東京大学は5月14日、細胞シートを培養するセルシードの「温度応答性細胞培養器材」を用いて、「軟骨分化誘導能」を持つ分子化合物「TD-198946」で処理した軟骨細胞シートを作製し、ヒザ関節軟骨欠損動物モデルに移植し、より効率よく「硝子様軟骨組織」を再生させることに成功したと発表した。

成果は、東大大学院 医学系研究科 附属疾患生命工学センター 臨床医工学部門の矢野文子特任助教、同・大学院 工学系研究科 バイオエンジニアリング専攻/医学系研究科兼担の鄭雄一 教授らの共同研究チームによるもの。研究の詳細な内容は、4月24日付けで「Biomaterials」オンライン版に掲載された。

高齢になるほど、ヒザの関節痛を感じる人の割合は増えていく。ヒザの関節痛があれば、歩くのが辛いために外出が減ってしまい、高齢者の生活の質(QOL)を低下させ健康寿命を短縮させる運動器疾患、いわゆるロコモティブシンドロームの代表的疾患である。

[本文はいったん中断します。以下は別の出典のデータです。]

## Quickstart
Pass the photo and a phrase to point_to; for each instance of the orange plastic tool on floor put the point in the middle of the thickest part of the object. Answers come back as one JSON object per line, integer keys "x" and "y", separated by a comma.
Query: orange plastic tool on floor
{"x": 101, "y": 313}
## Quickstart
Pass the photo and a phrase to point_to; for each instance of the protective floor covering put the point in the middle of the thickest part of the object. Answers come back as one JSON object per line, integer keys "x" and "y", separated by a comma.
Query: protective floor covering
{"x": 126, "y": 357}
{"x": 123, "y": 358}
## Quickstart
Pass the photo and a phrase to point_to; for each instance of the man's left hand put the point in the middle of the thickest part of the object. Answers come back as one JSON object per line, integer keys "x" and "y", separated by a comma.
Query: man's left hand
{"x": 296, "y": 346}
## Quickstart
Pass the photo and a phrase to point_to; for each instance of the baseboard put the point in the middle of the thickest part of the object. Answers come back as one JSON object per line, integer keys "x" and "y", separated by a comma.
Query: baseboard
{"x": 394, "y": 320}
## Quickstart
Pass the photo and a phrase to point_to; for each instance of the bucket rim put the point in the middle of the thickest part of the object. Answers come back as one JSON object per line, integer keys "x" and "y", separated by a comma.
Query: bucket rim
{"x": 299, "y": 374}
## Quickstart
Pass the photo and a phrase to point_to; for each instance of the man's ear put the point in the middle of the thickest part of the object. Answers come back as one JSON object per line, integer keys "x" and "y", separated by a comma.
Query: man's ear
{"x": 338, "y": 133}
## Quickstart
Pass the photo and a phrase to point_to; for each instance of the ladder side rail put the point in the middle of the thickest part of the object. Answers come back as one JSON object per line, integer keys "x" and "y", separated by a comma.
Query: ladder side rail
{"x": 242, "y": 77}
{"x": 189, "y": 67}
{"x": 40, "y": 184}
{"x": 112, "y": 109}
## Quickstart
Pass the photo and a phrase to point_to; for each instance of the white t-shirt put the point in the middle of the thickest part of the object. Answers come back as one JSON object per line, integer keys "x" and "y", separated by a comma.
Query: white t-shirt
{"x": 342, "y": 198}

「変形性ヒザ関節症」はヒザ関節軟骨が摩耗して関節周囲に「骨棘」ができる病気で、関節痛や運動障害を引き起こす。骨粗鬆症や関節リウマチよりも多くの高齢者が罹患しているとされ、介護保険では要支援の原因疾患の第1位になっており、また国内の有病者数は2000万人以上と推計されている。

軟骨は1度すり減ると、従来の医療技術では元の状態に戻すことができないとされており、これまでの治療法は対処療法がほとんどだった。そこで現在スポットが当たっているのが、軟骨組織の再生医療である。ただし再生医療の方法にも細かくはいくつかあり、今回のものは細胞シート工学である温度応答性細胞培養器材を用いて、患者自身の軟骨細胞を培養して作製した細胞シート(軟骨再生シート)を変形性関節症患部に移植し、摩耗した軟骨表面を根本的に再生しようとする内容だ。

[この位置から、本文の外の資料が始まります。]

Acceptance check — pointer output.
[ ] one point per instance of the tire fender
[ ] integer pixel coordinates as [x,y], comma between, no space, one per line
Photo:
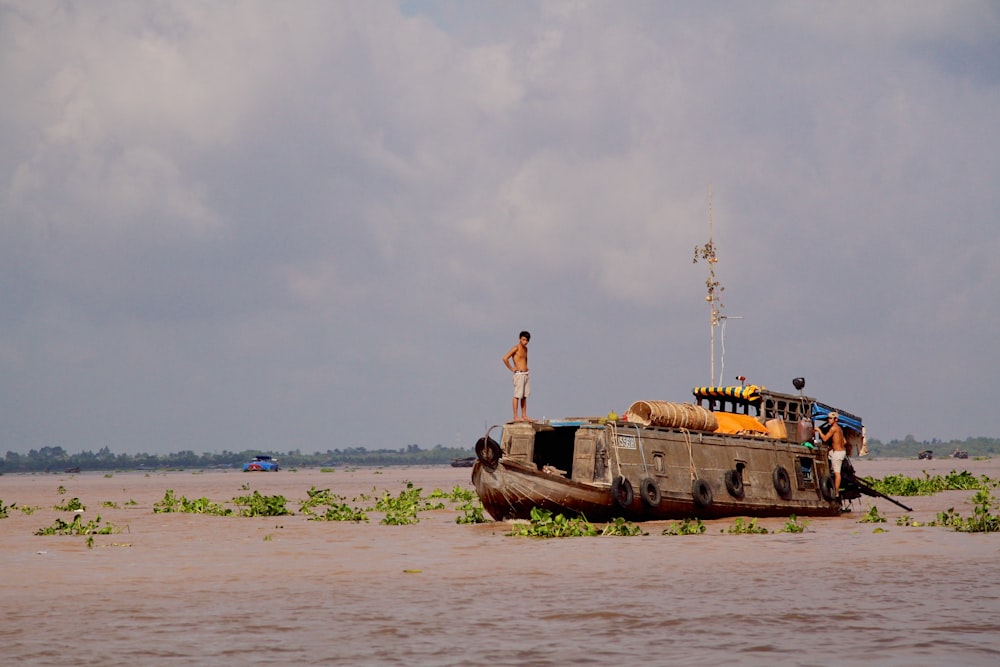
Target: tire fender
[734,483]
[488,452]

ちなみに温度応答性細胞培養器材表面に細胞を密集状態になるまで増殖させると、培養細胞を1枚のシートとしてはがすことができ、セルシードにおいてこのシート状の培養細胞が「細胞シート」と呼ばれている。細胞シートを活用したこの治療法はすでに臨床治験もスタートしているところだ。

画像1。軟骨細胞シート移植の模式図

また鄭教授らは、以前に関節軟骨組織の「軟骨基質」合成を促進し、再分化させる作用を持つ低分子化合物TD-198946の同定をすることに成功した実績を持つことから、今回は、細胞シート工学と軟骨分化誘導能を持つTD-198946を組み合わることによって軟骨細胞シートを作製し、軟骨欠損動物モデルを用いた検討を行ったという。

小動物モデルにおいては、「マウス肋軟骨細胞」を採取し、軟骨細胞シートができるまで培養するが、軟骨細胞は増殖するに従って脱分化し、軟骨の基質を失ってしまう。それを克服するために採取した軟骨細胞を処理するのが、TD-198946だ。これによって軟骨基質合成を促進させ、再分化させるという手法が採られているのである。

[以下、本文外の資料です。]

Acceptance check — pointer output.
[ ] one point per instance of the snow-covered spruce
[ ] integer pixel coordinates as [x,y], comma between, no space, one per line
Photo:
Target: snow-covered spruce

温度応答性細胞培養皿で1週間培養した後に、積層させた軟骨細胞シートをマウスヒザ関節軟骨全層欠損モデル(直径1mm)に移植し、2週間、8週間後に組織学的解析を実施。TD-198946で処理していない軟骨細胞シートに比べると、TD-198946で処理した軟骨細胞シートの移植では硝子様軟骨再生組織が観察されたのである。大動物モデルにおいては、ビーグル犬を使って同様の実験を行い、軟骨基質を十分に有した軟骨再生組織が見られたとした。

画像2。マウスヒザ関節軟骨欠損部の組織観察写真。マウスヒザ関節軟骨欠損部に軟骨細胞シートを移植し、8週間後に組織観察したところ、TD-198946で処理した軟骨細胞シートでは軟骨様組織の再生が見られる(赤染色)

なお今回の研究では、温度応答性細胞培養器材を用いることによって、軟骨細胞の基質を保存したまま、シート状に回収できる軟骨細胞シートとTD-198946の組み合わせで、少量の軟骨細胞から軟骨組織を再生できることが示唆された形だ。今後は用いる細胞、化合物の安全性などを評価することによって、軟骨組織再生の選択肢が広がる可能性があると、研究チームは語っている。